This week the Yale Center for Environmental Law and Policy releases its first official Environmental Performance Index, the preeminent ranking of countries' dedication to environmental protection. (Yale released a pilot version of the list in 2006.) The list uses a variety of metrics, including carbon and sulfur emissions, water purity and conservation practices, to calculate an overall score for each country. Although the wealthy Scandinavian countries dominate the top five, and poor African nations the bottom five, there are a number of surprises along the way. Colombia, for instance, rings in at number nine, ahead of France, Canada and Germany. Daniel C. Esty, head of the Yale Center and a former policy maker at the U.S. Environmental Protection Agency, spoke with NEWSWEEK's Barrett Sheridan about the list. Excerpts:
Not that it's surprising, but there seems to be a strong correlation between a country's wealth and its environmental stewardship.
There's no doubt that wealthier countries have more resources to invest in environmental amenities, like safe drinking water or pollution controls or better air quality. But what is impressive is that at every level of development we find there are some countries that are outperforming their income-group peers, and others that are lagging. So while income is very important for good environmental results, it turns out that good governance is also critical.
Which countries surprised you in their placement?
Costa Rica, by no means a rich country, is in fifth place, reflecting the fact it has taken environmental policy very seriously. It's committed to making [environmentalism] a cornerstone of the national identity.

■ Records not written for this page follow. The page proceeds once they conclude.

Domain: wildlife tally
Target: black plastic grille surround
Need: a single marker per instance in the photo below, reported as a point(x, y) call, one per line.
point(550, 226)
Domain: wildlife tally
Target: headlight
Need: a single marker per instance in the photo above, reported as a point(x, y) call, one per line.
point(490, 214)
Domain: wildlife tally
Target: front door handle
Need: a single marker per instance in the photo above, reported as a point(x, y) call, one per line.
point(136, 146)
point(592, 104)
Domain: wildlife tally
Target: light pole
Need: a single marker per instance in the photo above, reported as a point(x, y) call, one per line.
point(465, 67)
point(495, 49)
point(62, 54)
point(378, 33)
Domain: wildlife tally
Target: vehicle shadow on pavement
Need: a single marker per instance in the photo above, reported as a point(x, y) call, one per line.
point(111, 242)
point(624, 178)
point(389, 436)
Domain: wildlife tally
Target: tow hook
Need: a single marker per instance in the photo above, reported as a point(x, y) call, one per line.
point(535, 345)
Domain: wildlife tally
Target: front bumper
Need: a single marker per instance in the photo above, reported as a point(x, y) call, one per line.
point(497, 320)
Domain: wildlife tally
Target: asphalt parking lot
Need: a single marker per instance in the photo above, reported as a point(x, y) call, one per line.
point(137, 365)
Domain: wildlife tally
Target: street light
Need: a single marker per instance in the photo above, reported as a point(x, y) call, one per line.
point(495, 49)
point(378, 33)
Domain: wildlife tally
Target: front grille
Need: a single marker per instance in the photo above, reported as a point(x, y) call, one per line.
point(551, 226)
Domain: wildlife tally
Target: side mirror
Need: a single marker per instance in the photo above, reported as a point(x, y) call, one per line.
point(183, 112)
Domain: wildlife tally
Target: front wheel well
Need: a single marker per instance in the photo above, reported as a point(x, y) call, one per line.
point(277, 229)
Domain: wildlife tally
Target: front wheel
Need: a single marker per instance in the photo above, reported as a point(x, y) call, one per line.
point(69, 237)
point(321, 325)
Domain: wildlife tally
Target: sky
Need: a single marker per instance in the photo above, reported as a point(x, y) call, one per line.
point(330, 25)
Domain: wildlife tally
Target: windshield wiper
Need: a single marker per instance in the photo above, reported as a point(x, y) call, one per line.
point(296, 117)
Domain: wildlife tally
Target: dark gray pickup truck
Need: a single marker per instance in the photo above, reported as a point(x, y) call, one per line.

I was surprised that Eastern European countries place well on this list. They make up six of the top 20.
The Eastern European countries have made large strides in cleaning up the legacy of Soviet-era dirty industries. They share with their Scandinavian neighbors a real commitment to environmental protection, and I think that comes through in the data. They also have a lot of nuclear power.
In the past you've been smart enough to spotlight trends that ended up becoming very influential in the environmental world. For instance, you accurately forecast the business world's embrace of all things green.
That is something I've been watching for 15 years, since I was at the Environmental Protection Agency. One of the big awakenings of the last few years is the recognition that a critical point of leverage for environmental progress is actually business and not the government. That's not to say that government doesn't have a critical role to play; structuring incentives to guide behavior in the private sector is very, very important. It requires clever policy. But if you want to really produce better results, the key is to get the business world, particularly the entrepreneurial part of the business world, geared up to invest in technology development.
In the past, the mentality was that environmental and business interests ran in opposite directions.
The World Economic Forum's competitiveness rankings actually correlate quite highly with our Environmental Performance Index. So contrary to the old 1960s development theory that countries that spend a lot on the environment will burden industry and underperform economically, it appears that the opposite is true: countries that are attentive to good environmental management have good business management as well.
What countries have melded business opportunity and environmentalism most successfully?
The Scandinavian countries, in particular, have made investment in environmental business an important part of their economic base. For example, the largest solar power company is in Norway, which is number three on our list. A number of Swedish companies have made a good environment a part of their business model, IKEA being one example and Volvo another.
What can the United States, which has a relatively poor record on environmental issues, do from a governmental perspective?
The U.S. has slipped down a number of notches on this index; we're sitting at 39th place now. We have not put incentives in front of our business community to pay attention to reducing greenhouse gas emissions, to figure out energy efficiency strategies, to invest in alternative energies, or pursue opportunities like carbon capture and sequestration. But the U.S. business community, even without the government playing a helpful role, has begun to step up to these issues, because they perceive that there is a strong possibility of climate change controls coming with the next administration.
Who's been particularly good?
Take GE, for example. Under the famous Jack Welch, who was CEO until 2001, GE was kind of an environmental bad actor. They polluted the Hudson and Housatonic rivers, and Jack Welch fought the EPA for years about those cleanups. Jeff Immelt settled those cases and really turned GE in a dramatic way toward being an environmental solutions provider. They've got a huge investment in efficient locomotives, efficient jet engines, wind power, solar power, clean water—really, across the board. That's a dramatic redirection in the company.
In his book "Supercapitalism" former labor secretary Robert Reich argues that businesses will always put profits first and that corporate social responsibility efforts are a smokescreen.
I don't disagree. I think that those that think you're going to rely on corporate social responsibility to get done the important work of environmental protection are fooling themselves. But if government regulates in ways that are modern and smart and harness market forces, you can get a lot further for lower cost.